Of course, Dylan isn’t the only band member; Braeden Lemasters voice is a welcome addition to ‘Bad Dream’, which begins to feel like a remake of their old hit ‘1980s Horror Film’. “Are you having a bad dream baby? I wanna wake you but you won’t let me,” he sings. The lyricism shows no attempt to get to the root of the stories puckered like a kiss at surface level. Cole Preston’s drumming is heavy on the hi-hat but overall inoffensive - though it’s particularly good in the curious whistling tune ‘I Wouldn’t Mind’. 

Wallows’ track record is a little wobbly when it comes to album endings; 2022 album ‘Tell Me That It’s Over’ finishes with a whimper, whilst 2019 ‘Nothing Happens’ closing epic ‘Do Not Wait’’ finishes dramatically and atmospherically, not far from the mercurial late-night-drive feel of Harry Styles’ ‘Fine Line’. Here Wallows miss the mark again with the albums’ close, which takes an early stumble with the weirdly murmured track ‘Canada’. There’s some promising polyrhythms in ‘Don’t You Think It’s Strange?’ but Wallows again linger on ideas too long. It’s like they’ve made the album in a box - straight lines make good sketches, but without recognition that things must curve, bend, compress and expand, we’re still surrounded by the one-track symptoms of a muffled imagination. When we get to the closing track ‘Only Ecstasy’, the Wallows sound has unravelled. It’s a painfully bad song.

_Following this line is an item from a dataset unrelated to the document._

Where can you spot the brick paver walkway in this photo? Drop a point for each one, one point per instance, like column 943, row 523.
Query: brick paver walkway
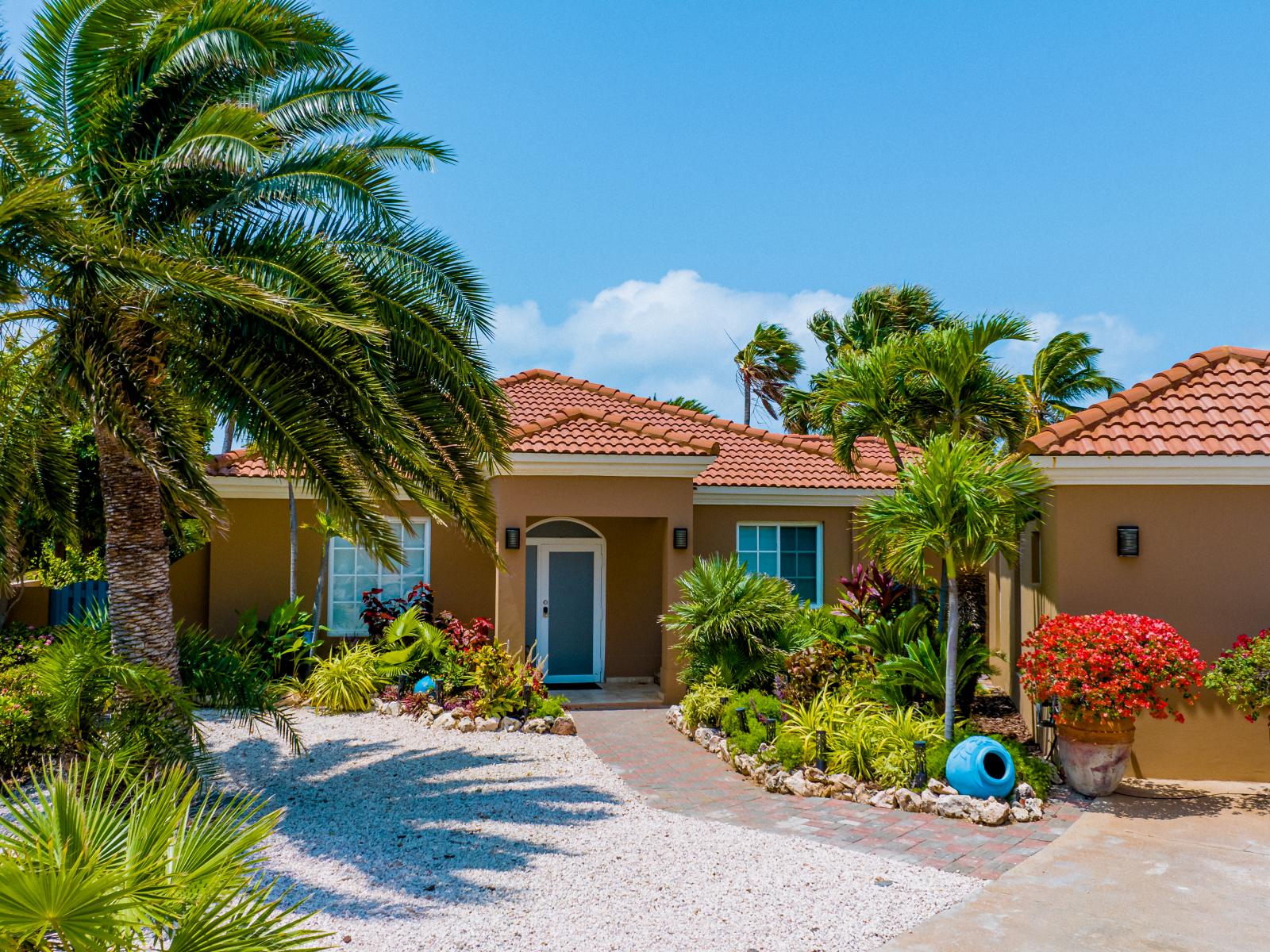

Ultimately, the handful of stand-out indie-pop singles on ‘Model’ are not enough to make any sort of mark on the genre. The effort is appreciated, and I still might return to the band for their older songs, wrapped smugly in the protection of memory. I won’t be the first to say that the music industry, oversaturated as it is, has no time for this. It’s an old remark, but here quite apt; don’t give up your day job, Dylan.